A spokesperson for President Yoweri Museveni of Uganda has slammed criticisms from the United States (US) government leveled against the way and manner in which his country’s January 14 general election was carried out and how Mr Museveni was declared the victor.
According to New Vision, a Ugandan news outlet connected to the government, the Ugandan government would like to see America “fix its own elections” rather than offer “lectures” to Uganda on how to do that. This comment was attributed to Ofwono Opondo, the spokesperson at the presidency.
On Tuesday, a spokesperson at the US State Department, Edward Price, said “Uganda’s January 14 elections were marred by election irregularities and abuses by the government’s security services against opposition candidates and members of civil society. We strongly urge independent, credible, impartial and thorough investigations into the incidents.”

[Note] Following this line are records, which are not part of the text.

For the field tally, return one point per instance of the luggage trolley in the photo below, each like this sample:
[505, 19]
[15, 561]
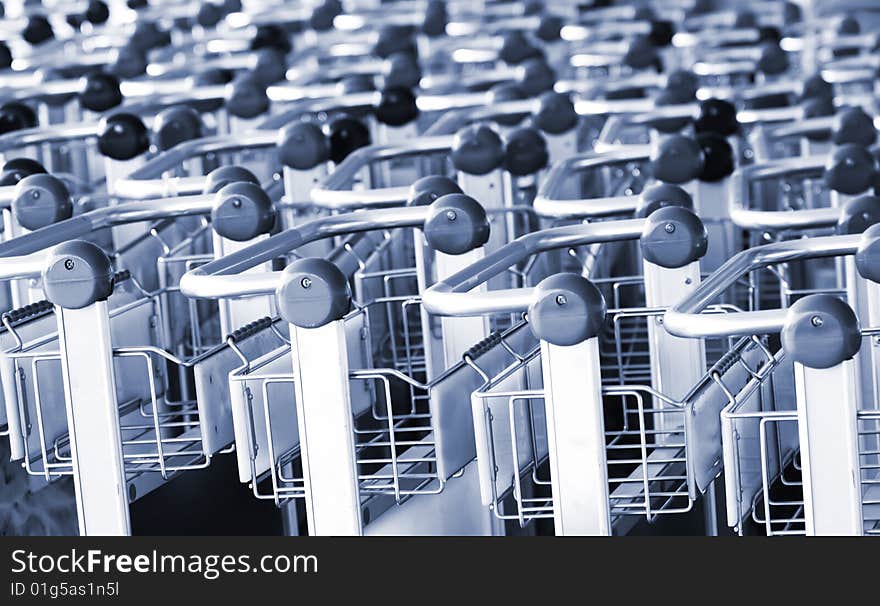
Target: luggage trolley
[119, 440]
[642, 466]
[378, 440]
[796, 464]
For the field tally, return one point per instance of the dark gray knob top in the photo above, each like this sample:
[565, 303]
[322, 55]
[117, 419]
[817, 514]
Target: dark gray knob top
[176, 125]
[678, 159]
[821, 331]
[868, 254]
[568, 309]
[313, 292]
[662, 195]
[673, 236]
[242, 211]
[507, 91]
[858, 214]
[456, 224]
[773, 60]
[41, 200]
[77, 274]
[477, 150]
[850, 169]
[427, 189]
[853, 125]
[525, 152]
[403, 71]
[246, 98]
[537, 77]
[303, 146]
[220, 177]
[556, 114]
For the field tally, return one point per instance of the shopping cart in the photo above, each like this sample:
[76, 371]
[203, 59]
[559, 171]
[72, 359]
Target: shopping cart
[796, 465]
[67, 414]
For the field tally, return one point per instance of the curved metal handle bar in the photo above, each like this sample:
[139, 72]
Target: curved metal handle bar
[451, 297]
[776, 220]
[303, 107]
[334, 190]
[223, 278]
[685, 318]
[147, 181]
[548, 203]
[82, 225]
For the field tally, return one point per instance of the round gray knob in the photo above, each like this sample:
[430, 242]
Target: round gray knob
[525, 152]
[568, 309]
[176, 125]
[850, 169]
[556, 114]
[242, 211]
[303, 146]
[853, 125]
[678, 159]
[41, 200]
[859, 214]
[77, 274]
[673, 237]
[427, 189]
[868, 254]
[456, 224]
[660, 196]
[313, 292]
[219, 177]
[477, 150]
[821, 331]
[537, 76]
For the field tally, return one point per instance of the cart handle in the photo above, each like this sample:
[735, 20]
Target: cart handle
[685, 318]
[548, 203]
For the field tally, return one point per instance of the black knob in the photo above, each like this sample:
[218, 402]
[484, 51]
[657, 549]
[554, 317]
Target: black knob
[525, 152]
[773, 60]
[641, 53]
[434, 23]
[395, 39]
[101, 92]
[556, 114]
[477, 150]
[16, 116]
[37, 30]
[678, 159]
[853, 125]
[427, 189]
[507, 91]
[271, 66]
[403, 71]
[718, 157]
[131, 62]
[303, 146]
[346, 135]
[219, 178]
[97, 12]
[176, 125]
[549, 28]
[397, 106]
[682, 85]
[246, 98]
[209, 15]
[717, 116]
[272, 36]
[5, 56]
[537, 77]
[17, 169]
[123, 137]
[850, 170]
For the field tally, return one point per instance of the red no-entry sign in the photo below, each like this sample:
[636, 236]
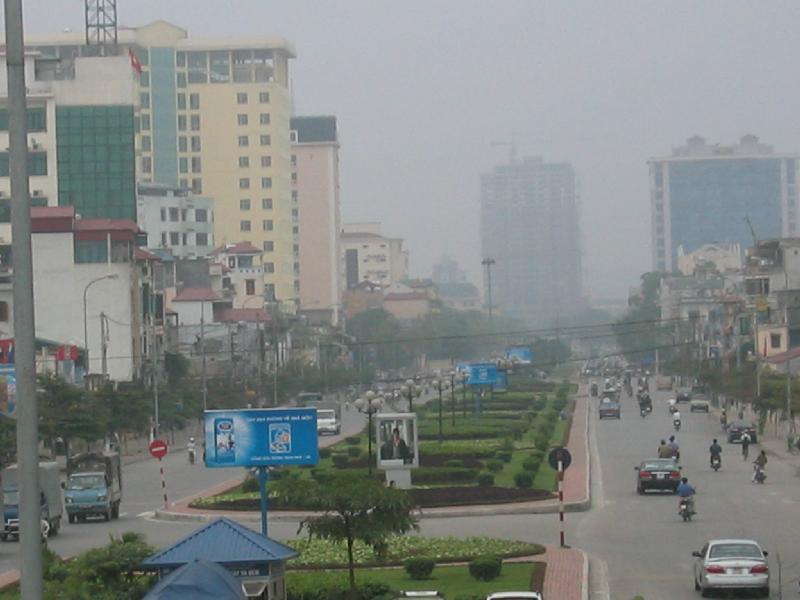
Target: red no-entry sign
[158, 449]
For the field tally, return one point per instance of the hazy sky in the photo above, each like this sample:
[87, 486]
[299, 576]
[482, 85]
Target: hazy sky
[423, 88]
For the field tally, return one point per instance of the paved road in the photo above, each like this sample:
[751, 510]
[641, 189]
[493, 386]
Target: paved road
[142, 495]
[646, 548]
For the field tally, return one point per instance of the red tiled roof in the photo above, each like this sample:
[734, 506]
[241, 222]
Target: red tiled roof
[196, 295]
[238, 248]
[236, 315]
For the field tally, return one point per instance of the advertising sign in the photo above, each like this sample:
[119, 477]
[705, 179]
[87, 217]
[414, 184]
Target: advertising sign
[482, 374]
[397, 440]
[261, 437]
[522, 355]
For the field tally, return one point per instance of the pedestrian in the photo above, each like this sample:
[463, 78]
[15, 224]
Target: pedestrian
[745, 439]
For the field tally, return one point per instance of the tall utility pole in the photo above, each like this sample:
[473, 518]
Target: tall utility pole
[489, 263]
[30, 538]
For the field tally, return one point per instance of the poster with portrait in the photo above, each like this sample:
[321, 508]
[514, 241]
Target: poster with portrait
[396, 434]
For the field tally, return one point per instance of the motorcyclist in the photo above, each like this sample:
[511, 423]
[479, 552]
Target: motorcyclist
[686, 493]
[715, 450]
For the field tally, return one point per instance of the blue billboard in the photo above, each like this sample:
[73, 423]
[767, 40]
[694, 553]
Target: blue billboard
[520, 354]
[482, 374]
[261, 437]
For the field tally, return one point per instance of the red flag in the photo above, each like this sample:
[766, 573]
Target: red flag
[137, 66]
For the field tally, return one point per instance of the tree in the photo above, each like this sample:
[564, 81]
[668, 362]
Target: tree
[353, 508]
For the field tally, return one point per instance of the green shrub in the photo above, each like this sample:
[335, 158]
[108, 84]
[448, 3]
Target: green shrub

Opposition leader Robert Kyagulanyi Ssentamu, otherwise known as Bobi Wine, who was Mr Museveni’s closest challenger, alleged that elections were fraudulent and filed a case with the country’s Supreme Court. But Wine withdrew his complaint citing the court’s “unprecedented bias, partiality and double standards.”
Wine, a former musician, is popular among Uganda’s youth and in urban areas. But according to the Electoral Commission, he polled at least, 2.4 million votes fewer than Mr Museveni. After the election, Wine’s home was surrounded by soldiers who refused to let him exit or receive certain visitors, including a delegation from the European Union (EU).
Both the EU and the US refused to send election observers because of what they said was the unfair conditions that characterised the polls.
Mr Museveni has been Uganda’s head of state since 1986. A revolutionary soldier who promised rule of law and development, the 76-year-old is now serving his sixth term in office, having pushed constitutional changes which made his current feat possible. He is currently the fourth longest-serving head of state on the continent.